Chose parameters h and k such that the system has a) a unique solution, b) many solutions, and c) no solution. X1 + 3x2 = 4 2x1 + kx2 = h

Answer 1

Answer:

a) k=1, h=1, the unique solution of the system is  $(x_1,x_2)=(\frac{1}{5},\frac{7}{5})$

b) If k=6 and h=8 the system has infinite solutions.

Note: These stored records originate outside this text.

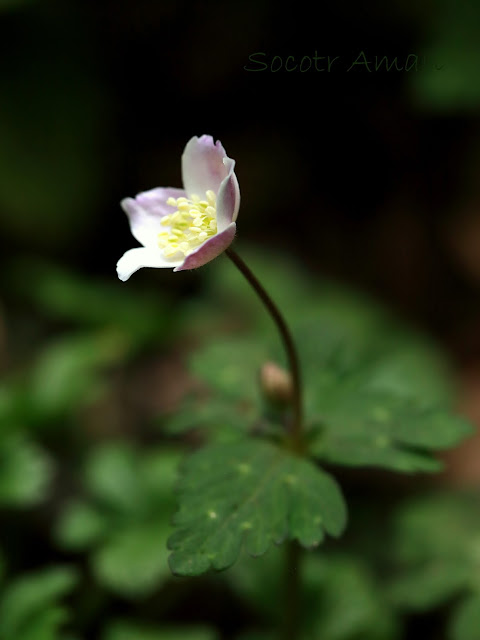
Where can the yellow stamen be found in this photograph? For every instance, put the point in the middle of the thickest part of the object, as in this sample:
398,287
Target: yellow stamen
193,222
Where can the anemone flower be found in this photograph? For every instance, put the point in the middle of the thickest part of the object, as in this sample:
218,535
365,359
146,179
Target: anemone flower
185,228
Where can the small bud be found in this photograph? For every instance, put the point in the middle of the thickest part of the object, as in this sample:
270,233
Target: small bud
276,384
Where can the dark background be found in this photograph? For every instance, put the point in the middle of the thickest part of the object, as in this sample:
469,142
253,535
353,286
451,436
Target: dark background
366,175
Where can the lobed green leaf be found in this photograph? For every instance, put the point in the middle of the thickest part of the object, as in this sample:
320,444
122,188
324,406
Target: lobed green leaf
250,493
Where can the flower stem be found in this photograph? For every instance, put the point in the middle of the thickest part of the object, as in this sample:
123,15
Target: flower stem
293,557
292,610
296,433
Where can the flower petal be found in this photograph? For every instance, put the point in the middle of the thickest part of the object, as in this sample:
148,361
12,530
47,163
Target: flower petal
228,197
209,249
146,210
135,259
202,166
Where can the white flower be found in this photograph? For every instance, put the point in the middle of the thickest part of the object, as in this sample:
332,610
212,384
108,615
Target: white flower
185,228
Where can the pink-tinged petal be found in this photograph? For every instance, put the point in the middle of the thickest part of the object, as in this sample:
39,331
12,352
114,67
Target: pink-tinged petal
209,249
228,197
202,166
136,259
146,210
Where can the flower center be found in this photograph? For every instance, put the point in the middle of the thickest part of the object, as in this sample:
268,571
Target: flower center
190,225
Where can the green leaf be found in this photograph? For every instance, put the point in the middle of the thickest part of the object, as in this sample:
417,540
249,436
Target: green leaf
429,586
465,621
70,373
343,601
124,630
435,549
230,366
80,525
29,604
134,561
126,523
93,303
45,625
251,493
25,471
362,427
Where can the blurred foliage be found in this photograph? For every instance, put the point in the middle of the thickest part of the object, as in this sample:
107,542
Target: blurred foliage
29,607
126,521
342,600
377,394
249,494
53,126
436,549
25,471
94,417
448,77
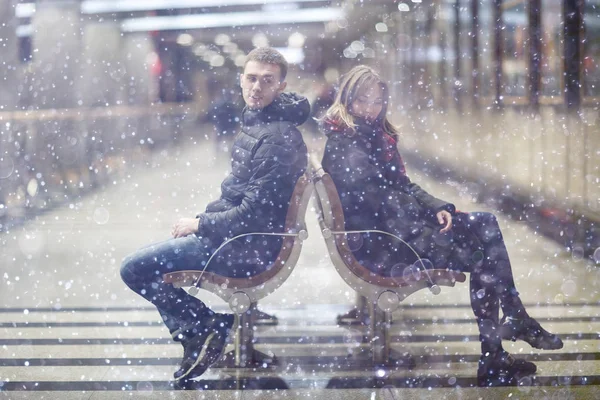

c)If k=6 and h=3 the system has no solutions.

Step-by-step explanation:

The augmented matrix of the system is $\left[\begin{array}{ccc}1&3&4\\2&k&h\end{array}\right]$. If two times the row 1 is subtracted to row 2 we get the following matrix $\left[\begin{array}{ccc}1&3&4\\0&k-6&h-8\end{array}\right]$.

Then

a) If k=1 and h=1, the unique solution of the system is $x_2=\frac{1-8}{1-6}=\frac{-7}{-5}=\frac{7}{5}$ and solviong for $x_1$,

$x_1+3x_2=4\\\\x_1=4-3(\frac{7}{5})=\frac{1}{5}$

Then the solution is $(x_1,x_2)=(\frac{1}{5},\frac{7}{5})$

b) If k=6 and h=8 the system has infinite solutions because the echelon form of the matrix has a free variable.

c)If k=6 and h=3, the system has no solutions because the last equation of the system of the echelon form of the matrix is $0x_2=-5$